Tate St Ives is one of eleven museums and galleries in the East and South of England to receive an award from the DCMS/Wolfson Museums & Galleries Improvement Fund 2004/05. The fund is to help improve the quality of their displays, access and environmental controls.
Arts Minister Estelle Morris announced the award of over £850,000, of which £185,000 will come to Tate St Ives. The award will contribute towards the implementation of sun-screening and a main lighting system in the gallery.
Tate St Ives has operated without sun-screening (employing the traditional technique of white washing its gallery windows) and with a secondary track-based lighting system since it opened in 1993. This has at times limited what could be shown in the galleries and has meant that best use could not be made of the excellent day-lit rooms. This is a particular loss in a gallery that celebrates art influenced by the particularly beautiful qualities of light in West Penwith.

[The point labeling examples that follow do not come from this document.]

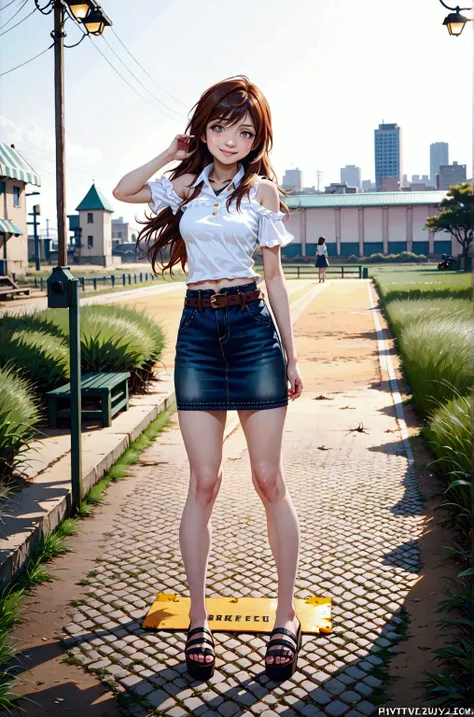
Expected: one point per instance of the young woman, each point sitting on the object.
(322, 260)
(220, 200)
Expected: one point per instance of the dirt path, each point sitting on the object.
(362, 519)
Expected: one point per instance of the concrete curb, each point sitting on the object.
(43, 504)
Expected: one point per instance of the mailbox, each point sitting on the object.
(59, 288)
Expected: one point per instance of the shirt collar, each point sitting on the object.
(204, 176)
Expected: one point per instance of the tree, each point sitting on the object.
(456, 215)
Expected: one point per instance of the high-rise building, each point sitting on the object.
(368, 185)
(439, 154)
(292, 179)
(450, 174)
(388, 153)
(350, 175)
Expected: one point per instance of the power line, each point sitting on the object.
(139, 81)
(146, 72)
(8, 5)
(26, 63)
(86, 170)
(127, 82)
(13, 16)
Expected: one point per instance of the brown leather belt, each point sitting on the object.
(220, 301)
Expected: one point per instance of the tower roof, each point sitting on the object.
(94, 201)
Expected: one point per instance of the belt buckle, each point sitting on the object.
(213, 299)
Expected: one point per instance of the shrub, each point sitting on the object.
(146, 323)
(19, 412)
(450, 438)
(437, 358)
(114, 338)
(405, 313)
(39, 356)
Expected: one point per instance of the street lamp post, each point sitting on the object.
(455, 22)
(63, 287)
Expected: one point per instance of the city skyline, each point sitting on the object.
(322, 119)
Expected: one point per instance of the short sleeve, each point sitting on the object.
(271, 230)
(163, 195)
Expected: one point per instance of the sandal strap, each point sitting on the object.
(195, 630)
(198, 641)
(280, 652)
(285, 644)
(283, 631)
(200, 651)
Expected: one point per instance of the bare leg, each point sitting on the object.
(264, 434)
(203, 433)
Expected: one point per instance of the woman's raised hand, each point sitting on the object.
(179, 147)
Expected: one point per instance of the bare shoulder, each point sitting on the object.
(267, 195)
(182, 184)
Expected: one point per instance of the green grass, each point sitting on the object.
(421, 283)
(19, 413)
(430, 314)
(54, 544)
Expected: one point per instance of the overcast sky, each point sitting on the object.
(332, 70)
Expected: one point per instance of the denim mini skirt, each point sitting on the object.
(229, 358)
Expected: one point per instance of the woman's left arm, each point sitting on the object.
(278, 295)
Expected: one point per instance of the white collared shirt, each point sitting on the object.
(220, 243)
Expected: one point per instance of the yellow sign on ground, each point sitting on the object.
(170, 612)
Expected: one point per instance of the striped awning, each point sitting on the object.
(13, 165)
(7, 227)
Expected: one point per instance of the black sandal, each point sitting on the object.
(200, 670)
(284, 670)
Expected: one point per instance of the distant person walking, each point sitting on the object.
(322, 260)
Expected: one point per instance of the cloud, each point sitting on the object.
(33, 135)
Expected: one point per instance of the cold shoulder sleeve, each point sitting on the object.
(271, 230)
(163, 195)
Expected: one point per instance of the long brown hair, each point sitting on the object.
(230, 100)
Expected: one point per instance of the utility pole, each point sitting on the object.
(58, 36)
(319, 174)
(35, 214)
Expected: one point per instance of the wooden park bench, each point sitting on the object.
(9, 287)
(110, 388)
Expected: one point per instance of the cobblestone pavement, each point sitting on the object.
(360, 514)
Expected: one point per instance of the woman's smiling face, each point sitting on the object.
(230, 143)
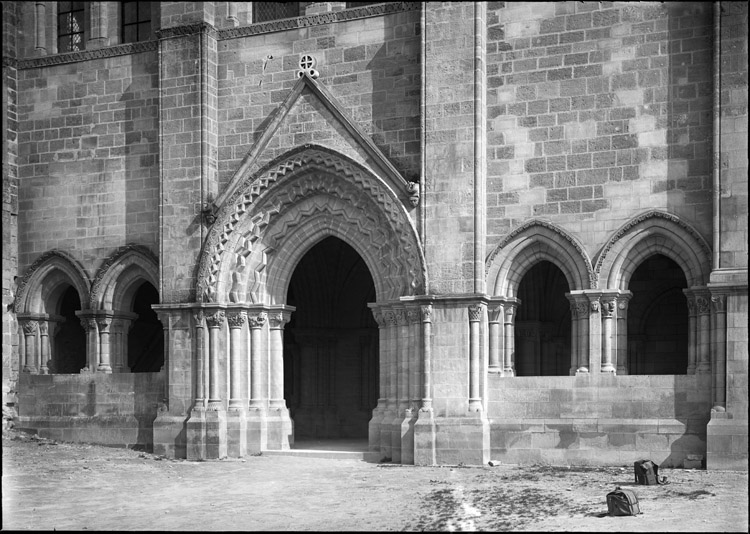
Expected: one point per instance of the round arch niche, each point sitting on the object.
(331, 344)
(146, 336)
(542, 329)
(69, 353)
(657, 318)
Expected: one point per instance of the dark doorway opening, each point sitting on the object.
(70, 340)
(331, 344)
(146, 337)
(658, 319)
(542, 331)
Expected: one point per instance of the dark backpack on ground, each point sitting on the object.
(622, 502)
(647, 473)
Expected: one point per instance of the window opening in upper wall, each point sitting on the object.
(265, 11)
(136, 21)
(70, 16)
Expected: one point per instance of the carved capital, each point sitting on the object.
(475, 312)
(29, 327)
(703, 305)
(236, 319)
(720, 303)
(277, 320)
(257, 320)
(215, 319)
(378, 316)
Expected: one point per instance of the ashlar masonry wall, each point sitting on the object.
(598, 111)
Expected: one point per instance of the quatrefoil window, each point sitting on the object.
(307, 65)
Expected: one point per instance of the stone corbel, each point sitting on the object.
(413, 190)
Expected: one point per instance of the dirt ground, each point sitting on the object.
(48, 485)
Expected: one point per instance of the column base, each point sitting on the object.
(216, 435)
(407, 437)
(462, 440)
(236, 434)
(195, 429)
(280, 436)
(256, 430)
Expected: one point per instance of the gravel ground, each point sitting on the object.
(49, 485)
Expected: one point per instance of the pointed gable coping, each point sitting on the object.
(337, 110)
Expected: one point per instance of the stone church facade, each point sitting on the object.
(460, 230)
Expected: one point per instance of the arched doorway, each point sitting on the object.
(331, 344)
(69, 355)
(146, 337)
(542, 329)
(658, 319)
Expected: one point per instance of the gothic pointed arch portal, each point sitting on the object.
(262, 233)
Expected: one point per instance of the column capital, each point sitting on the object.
(236, 319)
(425, 311)
(215, 318)
(475, 311)
(257, 320)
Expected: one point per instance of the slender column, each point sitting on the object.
(104, 363)
(583, 312)
(43, 347)
(426, 312)
(719, 367)
(215, 321)
(29, 331)
(415, 391)
(232, 14)
(382, 375)
(41, 33)
(200, 399)
(495, 317)
(98, 24)
(276, 322)
(573, 338)
(402, 368)
(256, 394)
(621, 336)
(508, 365)
(92, 343)
(609, 306)
(475, 400)
(236, 321)
(390, 317)
(692, 331)
(704, 334)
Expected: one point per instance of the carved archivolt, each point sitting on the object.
(29, 294)
(534, 241)
(243, 220)
(654, 232)
(108, 275)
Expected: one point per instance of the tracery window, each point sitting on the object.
(136, 21)
(70, 17)
(265, 11)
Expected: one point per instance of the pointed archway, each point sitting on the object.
(331, 344)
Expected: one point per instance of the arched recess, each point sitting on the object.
(633, 245)
(123, 289)
(654, 232)
(254, 229)
(531, 243)
(53, 289)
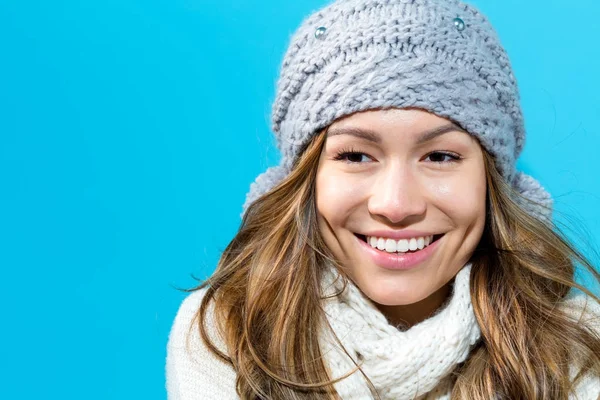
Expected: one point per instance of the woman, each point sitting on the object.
(395, 253)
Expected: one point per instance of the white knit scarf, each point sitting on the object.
(411, 364)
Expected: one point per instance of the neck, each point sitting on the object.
(405, 316)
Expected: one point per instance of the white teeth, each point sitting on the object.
(412, 244)
(373, 241)
(390, 246)
(402, 245)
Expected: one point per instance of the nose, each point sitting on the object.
(396, 194)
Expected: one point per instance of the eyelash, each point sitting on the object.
(342, 154)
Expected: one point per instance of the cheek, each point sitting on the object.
(462, 197)
(336, 195)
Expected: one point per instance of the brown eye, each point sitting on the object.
(441, 157)
(352, 157)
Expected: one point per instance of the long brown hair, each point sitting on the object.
(267, 299)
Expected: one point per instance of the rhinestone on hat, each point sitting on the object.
(320, 32)
(459, 23)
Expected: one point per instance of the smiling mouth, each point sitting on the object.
(435, 238)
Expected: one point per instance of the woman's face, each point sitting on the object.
(381, 175)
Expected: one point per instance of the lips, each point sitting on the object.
(398, 261)
(435, 238)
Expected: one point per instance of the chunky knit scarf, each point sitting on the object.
(410, 364)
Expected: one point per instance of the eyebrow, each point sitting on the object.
(372, 136)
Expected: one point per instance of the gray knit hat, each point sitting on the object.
(443, 56)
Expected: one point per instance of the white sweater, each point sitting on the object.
(194, 373)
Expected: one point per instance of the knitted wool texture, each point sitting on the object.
(400, 53)
(402, 365)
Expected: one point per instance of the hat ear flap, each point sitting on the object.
(263, 183)
(541, 203)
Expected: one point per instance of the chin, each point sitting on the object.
(397, 295)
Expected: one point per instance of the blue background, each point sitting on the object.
(130, 131)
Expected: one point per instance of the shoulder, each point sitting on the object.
(192, 370)
(585, 310)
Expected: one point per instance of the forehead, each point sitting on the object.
(377, 126)
(408, 119)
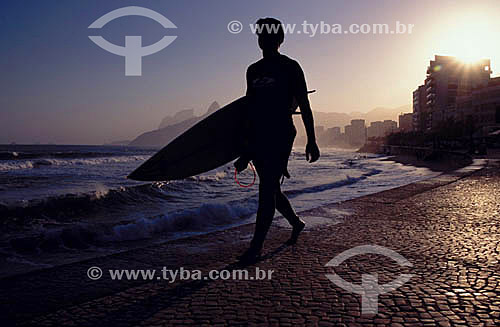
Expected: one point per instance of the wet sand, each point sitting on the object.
(445, 226)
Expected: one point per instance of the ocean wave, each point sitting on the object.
(208, 217)
(74, 205)
(19, 155)
(328, 186)
(29, 164)
(204, 218)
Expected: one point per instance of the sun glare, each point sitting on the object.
(470, 38)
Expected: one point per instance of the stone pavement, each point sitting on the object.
(448, 228)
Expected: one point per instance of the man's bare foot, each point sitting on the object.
(295, 232)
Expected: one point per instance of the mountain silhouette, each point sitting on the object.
(171, 127)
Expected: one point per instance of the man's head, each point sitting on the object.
(270, 33)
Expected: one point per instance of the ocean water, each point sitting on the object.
(76, 199)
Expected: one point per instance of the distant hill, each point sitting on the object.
(177, 118)
(121, 142)
(171, 127)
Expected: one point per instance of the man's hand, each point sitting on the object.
(241, 164)
(312, 151)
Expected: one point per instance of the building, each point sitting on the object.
(482, 106)
(356, 132)
(406, 122)
(447, 78)
(420, 114)
(389, 126)
(376, 129)
(332, 133)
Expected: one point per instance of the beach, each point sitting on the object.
(446, 227)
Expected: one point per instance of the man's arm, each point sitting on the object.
(242, 162)
(307, 116)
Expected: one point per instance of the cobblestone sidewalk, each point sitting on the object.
(448, 228)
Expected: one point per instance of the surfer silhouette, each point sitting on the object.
(274, 83)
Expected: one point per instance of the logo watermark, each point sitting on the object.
(133, 51)
(369, 288)
(322, 28)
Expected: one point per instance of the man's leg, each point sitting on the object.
(285, 208)
(268, 187)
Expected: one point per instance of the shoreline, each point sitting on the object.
(317, 218)
(216, 250)
(440, 165)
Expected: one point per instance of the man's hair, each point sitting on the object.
(271, 29)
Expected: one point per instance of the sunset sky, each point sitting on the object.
(58, 86)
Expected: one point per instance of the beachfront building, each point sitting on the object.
(420, 114)
(482, 106)
(390, 126)
(376, 129)
(357, 132)
(406, 122)
(448, 78)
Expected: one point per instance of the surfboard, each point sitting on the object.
(211, 143)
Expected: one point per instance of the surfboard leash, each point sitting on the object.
(245, 185)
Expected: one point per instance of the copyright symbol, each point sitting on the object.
(94, 273)
(235, 27)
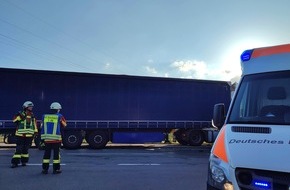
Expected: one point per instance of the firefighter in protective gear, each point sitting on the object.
(26, 128)
(51, 135)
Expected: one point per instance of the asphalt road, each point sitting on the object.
(138, 167)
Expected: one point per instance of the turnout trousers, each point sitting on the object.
(21, 153)
(49, 147)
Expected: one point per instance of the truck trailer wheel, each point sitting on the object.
(195, 137)
(97, 139)
(72, 139)
(180, 136)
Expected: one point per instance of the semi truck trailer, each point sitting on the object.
(102, 108)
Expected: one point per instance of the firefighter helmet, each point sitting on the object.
(55, 106)
(27, 104)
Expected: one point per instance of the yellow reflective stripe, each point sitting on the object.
(26, 135)
(16, 156)
(25, 131)
(18, 118)
(50, 137)
(25, 155)
(56, 161)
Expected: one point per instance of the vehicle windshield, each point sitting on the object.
(263, 99)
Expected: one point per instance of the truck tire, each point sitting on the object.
(72, 139)
(97, 139)
(195, 137)
(181, 138)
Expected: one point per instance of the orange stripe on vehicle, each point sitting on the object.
(271, 50)
(220, 147)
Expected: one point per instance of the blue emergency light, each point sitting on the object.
(246, 55)
(262, 184)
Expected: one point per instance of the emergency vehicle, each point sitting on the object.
(252, 150)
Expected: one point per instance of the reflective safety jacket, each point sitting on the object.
(26, 124)
(51, 127)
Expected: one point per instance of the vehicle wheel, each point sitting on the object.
(72, 139)
(97, 139)
(195, 137)
(181, 138)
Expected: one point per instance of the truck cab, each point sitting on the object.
(252, 150)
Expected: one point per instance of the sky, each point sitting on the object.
(197, 39)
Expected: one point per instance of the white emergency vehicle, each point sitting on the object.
(252, 150)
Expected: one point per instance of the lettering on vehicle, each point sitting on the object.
(256, 141)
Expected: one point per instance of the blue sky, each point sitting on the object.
(198, 39)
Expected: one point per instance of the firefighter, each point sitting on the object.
(51, 135)
(26, 128)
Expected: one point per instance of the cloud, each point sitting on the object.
(191, 68)
(151, 70)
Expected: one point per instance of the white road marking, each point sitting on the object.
(136, 164)
(41, 164)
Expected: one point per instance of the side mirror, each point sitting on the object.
(219, 115)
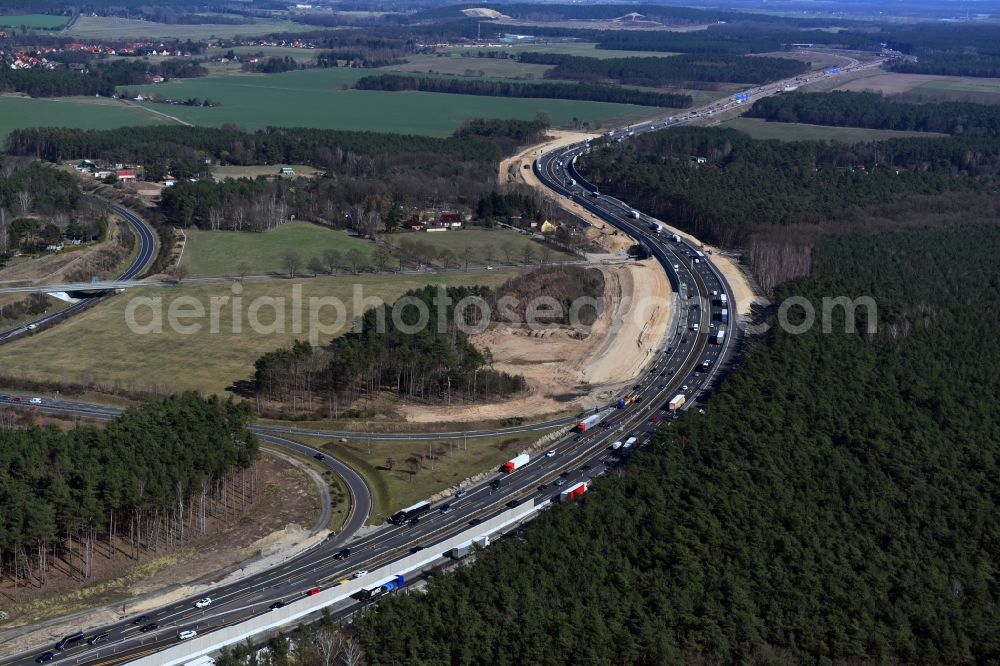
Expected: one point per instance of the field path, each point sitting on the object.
(158, 113)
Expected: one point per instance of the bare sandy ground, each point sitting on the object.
(569, 370)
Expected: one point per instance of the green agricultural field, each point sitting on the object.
(420, 468)
(204, 361)
(322, 98)
(33, 21)
(18, 112)
(761, 129)
(481, 246)
(299, 55)
(222, 252)
(104, 27)
(588, 49)
(450, 63)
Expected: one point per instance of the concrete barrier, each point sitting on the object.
(297, 610)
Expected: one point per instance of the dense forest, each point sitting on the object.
(837, 502)
(152, 477)
(434, 362)
(498, 88)
(234, 146)
(774, 198)
(680, 70)
(861, 109)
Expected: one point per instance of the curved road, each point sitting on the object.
(147, 252)
(680, 367)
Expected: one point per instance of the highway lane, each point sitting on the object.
(576, 456)
(145, 256)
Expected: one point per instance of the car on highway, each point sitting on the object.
(99, 638)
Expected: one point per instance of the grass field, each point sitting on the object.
(588, 49)
(221, 252)
(98, 346)
(474, 243)
(33, 21)
(102, 27)
(761, 129)
(415, 475)
(318, 98)
(449, 63)
(18, 112)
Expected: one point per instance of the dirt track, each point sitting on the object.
(565, 370)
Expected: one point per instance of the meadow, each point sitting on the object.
(97, 347)
(761, 129)
(323, 98)
(222, 252)
(107, 27)
(33, 21)
(476, 243)
(588, 49)
(18, 112)
(453, 461)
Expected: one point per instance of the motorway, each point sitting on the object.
(145, 256)
(678, 368)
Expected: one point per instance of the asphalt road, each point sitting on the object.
(678, 368)
(147, 252)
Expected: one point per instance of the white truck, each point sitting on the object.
(515, 463)
(464, 548)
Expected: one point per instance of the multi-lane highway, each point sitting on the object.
(146, 254)
(687, 363)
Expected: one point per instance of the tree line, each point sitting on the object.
(577, 91)
(872, 110)
(819, 511)
(272, 145)
(152, 477)
(680, 70)
(433, 363)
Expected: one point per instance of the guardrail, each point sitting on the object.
(297, 610)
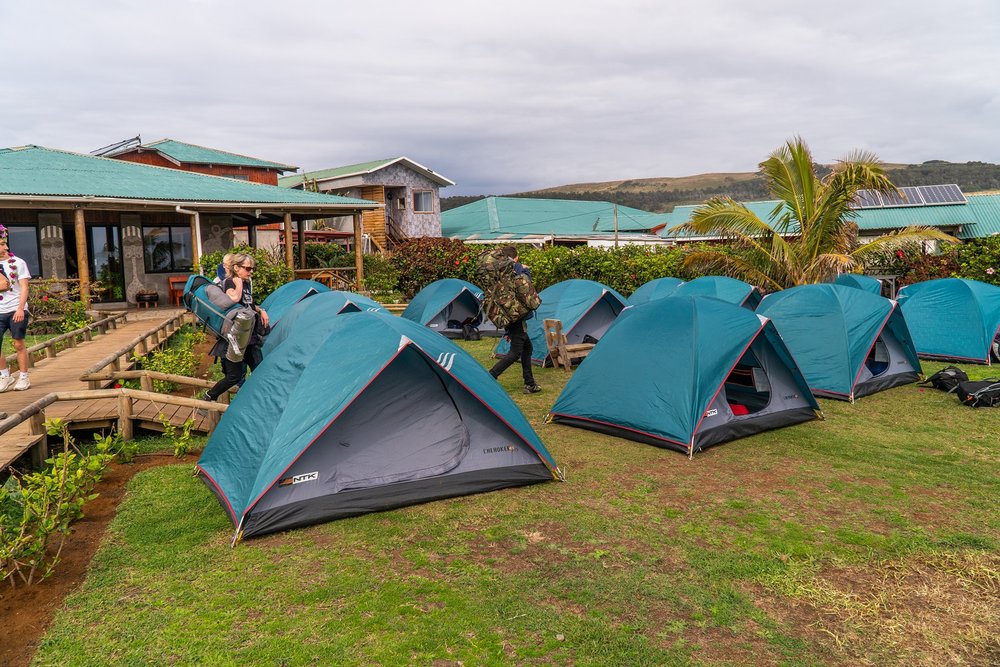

This new system will allow Tate St Ives to exhibit art – and in particular paintings and sculpture of the St Ives school – in exclusively day-lit conditions for a substantial part of the year.
Director of Tate St Ives, Susan Daniel McElroy, said of the award: ‘Tate St Ives is in the process of developing Phase 2 and this award will allow us to present light-sensitive works of art in major exhibitions whenever we wish to without risk to the works.’